Cristian Petroaca created STANBOL-1121:
------------------------------------------

             Summary: Triple extraction Enhancement Engine
                 Key: STANBOL-1121
                 URL: https://issues.apache.org/jira/browse/STANBOL-1121
             Project: Stanbol
          Issue Type: New Feature
          Components: Enhancement Engines
            Reporter: Cristian Petroaca


Functionality
=========

Develop an Enhancement Engine which would construct a formal knowledge 
representation from natural language text. The knowledge extracted from the 
text would be in the form of Triples (Subject-Verb-Object).
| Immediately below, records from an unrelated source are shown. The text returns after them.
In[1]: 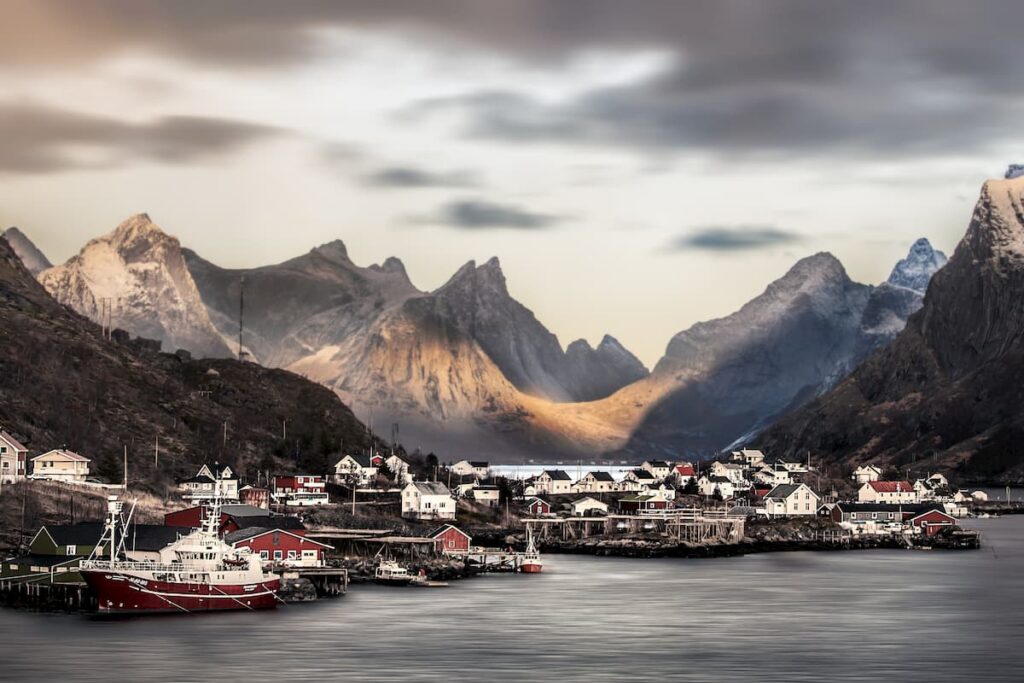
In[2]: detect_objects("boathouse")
[224,528,331,567]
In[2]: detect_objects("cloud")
[672,225,802,252]
[364,166,477,188]
[413,200,564,230]
[0,104,283,173]
[0,0,1024,162]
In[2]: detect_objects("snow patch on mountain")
[39,213,232,356]
[0,227,53,276]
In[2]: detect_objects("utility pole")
[239,275,246,360]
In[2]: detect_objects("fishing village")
[0,430,991,614]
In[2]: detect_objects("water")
[0,516,1024,683]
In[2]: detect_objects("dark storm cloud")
[364,166,477,189]
[0,105,279,173]
[6,0,1024,157]
[414,200,564,230]
[672,225,801,252]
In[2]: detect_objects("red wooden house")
[430,524,473,553]
[910,510,956,536]
[224,527,331,567]
[523,498,551,517]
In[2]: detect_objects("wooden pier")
[524,510,745,544]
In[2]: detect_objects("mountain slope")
[854,238,947,364]
[0,235,368,490]
[39,214,232,357]
[760,178,1024,479]
[184,240,419,367]
[0,227,53,275]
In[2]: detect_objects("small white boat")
[374,560,417,586]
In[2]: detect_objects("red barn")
[273,474,327,494]
[524,498,551,517]
[224,527,331,567]
[430,524,473,553]
[910,510,956,536]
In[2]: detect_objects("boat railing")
[78,560,211,571]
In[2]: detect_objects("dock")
[524,509,745,543]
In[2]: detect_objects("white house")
[640,460,672,480]
[754,465,793,486]
[534,470,572,496]
[32,449,91,483]
[384,456,414,484]
[851,465,882,483]
[569,496,608,517]
[0,429,29,488]
[697,474,736,500]
[334,454,378,485]
[765,483,821,517]
[711,461,746,484]
[571,471,615,494]
[732,449,765,467]
[178,463,239,502]
[449,460,490,479]
[469,484,501,508]
[401,481,455,519]
[857,481,919,503]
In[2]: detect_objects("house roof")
[765,483,817,498]
[427,524,473,539]
[32,449,90,463]
[335,453,374,467]
[867,481,913,494]
[224,526,332,548]
[409,481,452,496]
[836,502,943,515]
[0,429,28,451]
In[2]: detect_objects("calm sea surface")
[0,516,1024,683]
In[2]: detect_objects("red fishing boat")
[80,496,281,614]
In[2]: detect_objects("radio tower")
[239,275,246,360]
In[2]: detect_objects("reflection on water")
[0,516,1024,682]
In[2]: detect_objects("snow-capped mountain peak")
[886,238,947,294]
[0,227,52,276]
[39,213,230,356]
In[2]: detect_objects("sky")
[0,0,1024,366]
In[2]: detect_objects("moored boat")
[519,526,544,573]
[374,560,416,586]
[80,496,281,614]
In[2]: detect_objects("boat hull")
[82,570,281,614]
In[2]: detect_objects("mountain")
[39,214,233,357]
[423,258,647,402]
[0,227,53,275]
[184,240,419,367]
[853,238,946,358]
[759,174,1024,481]
[565,335,648,401]
[606,253,871,456]
[0,235,369,485]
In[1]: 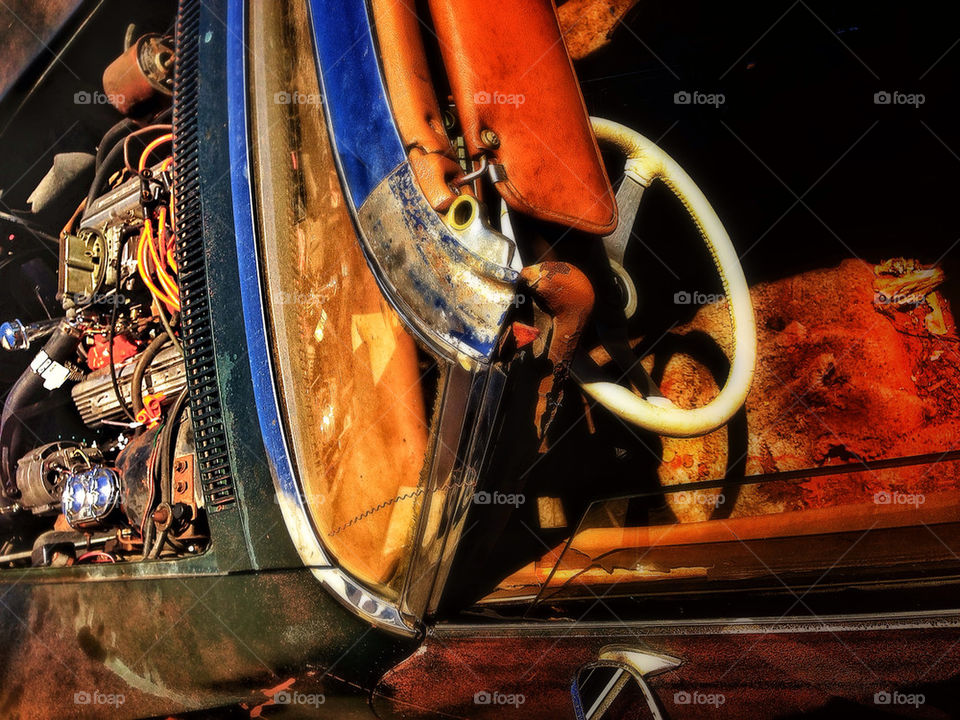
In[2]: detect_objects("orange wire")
[137,224,180,310]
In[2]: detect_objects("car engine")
[0,7,209,567]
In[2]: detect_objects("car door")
[374,480,960,720]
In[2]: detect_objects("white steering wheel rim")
[580,117,757,437]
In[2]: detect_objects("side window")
[464,260,960,605]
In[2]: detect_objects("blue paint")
[310,0,406,208]
[227,0,322,540]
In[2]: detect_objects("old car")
[0,0,960,720]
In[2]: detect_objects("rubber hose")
[130,335,170,415]
[581,118,757,437]
[0,325,80,488]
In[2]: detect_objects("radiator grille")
[173,0,236,512]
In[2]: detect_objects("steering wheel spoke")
[577,118,757,437]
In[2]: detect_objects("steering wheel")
[577,118,757,437]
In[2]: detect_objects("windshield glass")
[249,0,436,597]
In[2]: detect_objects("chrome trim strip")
[430,609,960,638]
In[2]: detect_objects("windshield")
[250,0,436,597]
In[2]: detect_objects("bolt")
[480,129,500,149]
[153,503,170,527]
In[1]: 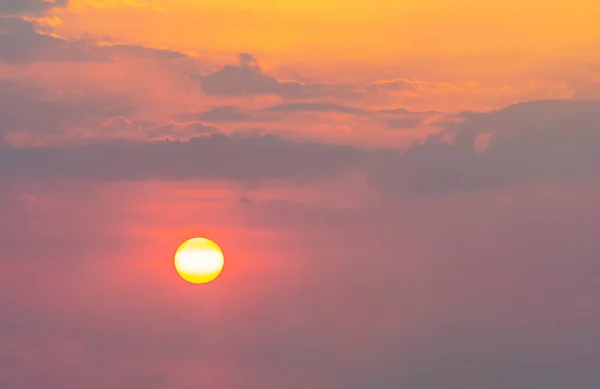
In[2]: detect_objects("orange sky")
[55,0,600,66]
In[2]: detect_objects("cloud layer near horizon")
[0,0,600,389]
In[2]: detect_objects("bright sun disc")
[175,238,224,284]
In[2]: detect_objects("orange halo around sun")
[175,238,224,284]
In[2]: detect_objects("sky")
[0,0,600,389]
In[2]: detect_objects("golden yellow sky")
[54,0,600,63]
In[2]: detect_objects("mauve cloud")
[0,17,189,65]
[372,100,600,196]
[0,133,366,181]
[0,183,600,389]
[193,53,352,99]
[0,0,69,15]
[0,80,132,142]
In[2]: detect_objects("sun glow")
[175,238,224,284]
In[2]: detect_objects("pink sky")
[0,0,600,389]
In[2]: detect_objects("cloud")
[0,0,69,15]
[372,100,600,195]
[193,53,351,98]
[0,80,132,140]
[0,17,189,64]
[367,78,460,92]
[265,102,366,115]
[0,132,366,182]
[0,18,109,64]
[188,105,254,123]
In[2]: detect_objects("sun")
[175,238,224,284]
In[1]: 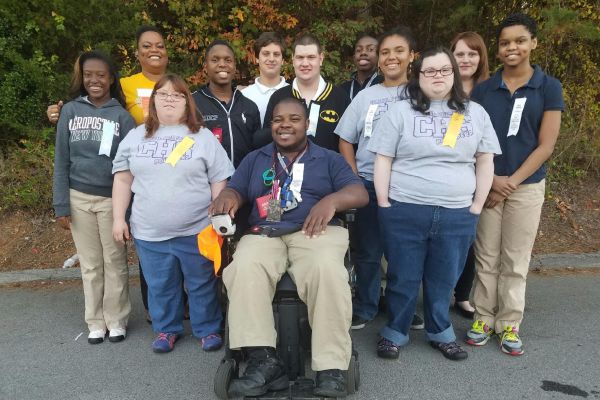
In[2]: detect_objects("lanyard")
[271,140,309,183]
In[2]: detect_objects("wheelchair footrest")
[245,378,325,400]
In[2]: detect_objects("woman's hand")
[492,175,519,197]
[469,203,483,215]
[113,220,131,243]
[485,190,506,208]
[56,215,71,231]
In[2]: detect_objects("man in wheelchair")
[209,98,368,397]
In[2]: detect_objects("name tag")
[98,121,117,157]
[363,104,379,137]
[306,103,321,136]
[442,113,465,148]
[166,136,195,167]
[136,89,152,119]
[506,97,527,136]
[290,163,304,203]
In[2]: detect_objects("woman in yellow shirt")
[46,25,169,125]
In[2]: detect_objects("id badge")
[363,104,379,137]
[211,126,223,143]
[256,193,271,218]
[506,97,527,136]
[306,103,321,137]
[267,199,283,222]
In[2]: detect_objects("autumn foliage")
[0,0,600,208]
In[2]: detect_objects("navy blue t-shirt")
[227,142,362,227]
[471,65,565,183]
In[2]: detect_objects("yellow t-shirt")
[121,72,156,125]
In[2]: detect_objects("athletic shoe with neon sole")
[465,319,494,346]
[500,326,524,356]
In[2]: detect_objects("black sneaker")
[313,369,348,397]
[429,342,469,361]
[228,347,289,397]
[350,315,369,330]
[410,314,425,331]
[377,338,400,360]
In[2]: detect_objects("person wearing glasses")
[113,74,233,353]
[367,47,500,360]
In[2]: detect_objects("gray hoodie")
[52,96,135,217]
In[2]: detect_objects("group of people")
[48,10,564,397]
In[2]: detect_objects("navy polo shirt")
[471,65,565,183]
[227,142,362,230]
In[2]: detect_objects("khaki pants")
[70,189,131,331]
[223,226,352,371]
[473,180,545,332]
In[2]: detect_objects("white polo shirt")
[242,76,288,124]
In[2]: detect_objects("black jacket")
[192,85,260,168]
[255,83,350,152]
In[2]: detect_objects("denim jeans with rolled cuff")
[379,200,478,345]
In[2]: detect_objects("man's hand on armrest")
[208,188,244,218]
[302,183,369,238]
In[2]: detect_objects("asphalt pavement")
[0,270,600,400]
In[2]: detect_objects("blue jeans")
[352,178,383,321]
[379,200,478,345]
[135,235,223,338]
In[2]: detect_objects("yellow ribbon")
[198,225,223,276]
[166,136,194,167]
[442,113,465,148]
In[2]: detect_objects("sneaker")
[350,315,369,330]
[228,347,289,398]
[410,314,425,331]
[429,342,469,361]
[88,329,106,344]
[108,328,127,343]
[500,326,524,356]
[152,332,179,353]
[465,319,494,346]
[313,369,348,398]
[200,333,223,351]
[377,337,400,360]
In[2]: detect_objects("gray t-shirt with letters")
[368,100,501,208]
[335,84,405,181]
[113,125,234,242]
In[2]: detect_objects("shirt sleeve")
[334,93,363,144]
[52,104,72,217]
[367,103,404,157]
[544,76,565,111]
[328,151,362,192]
[200,130,234,183]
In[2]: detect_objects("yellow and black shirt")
[260,78,350,152]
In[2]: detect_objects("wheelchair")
[214,210,360,400]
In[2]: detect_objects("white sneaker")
[88,329,106,344]
[108,328,127,343]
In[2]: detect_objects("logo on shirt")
[136,136,192,164]
[319,110,340,124]
[203,114,219,122]
[413,112,473,144]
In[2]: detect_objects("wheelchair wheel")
[214,359,235,400]
[346,354,360,395]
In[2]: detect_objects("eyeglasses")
[155,92,185,103]
[421,65,454,78]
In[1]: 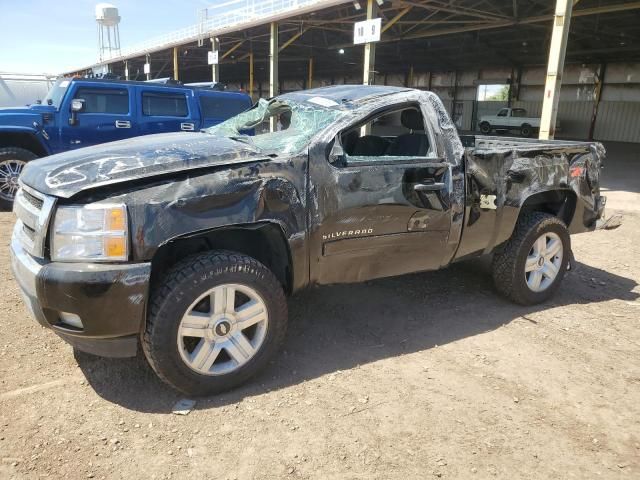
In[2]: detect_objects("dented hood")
[20,132,268,198]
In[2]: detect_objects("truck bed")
[460,135,595,152]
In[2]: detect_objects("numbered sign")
[353,18,382,45]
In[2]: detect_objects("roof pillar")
[539,0,573,140]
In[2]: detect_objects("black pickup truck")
[11,86,613,395]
This Enhancement 
Engine will be mainly concerned with representation of real-world events.

Example : 
We have the text "Google buys Youtube". Google=Subject, buys=verb, 
Youtube=object.


Implementation
===========

Triple Extraction
-----------------------
The following will be applied on the natural language text in order to extract 
the triples:
+ Named entity extraction
+ Co-reference resolution of those named entites
+ POS Tagging or dependency trees to figure out what verbs and object are in 
conjunction to the named entities.

Based on the last step we would have the set of triples. 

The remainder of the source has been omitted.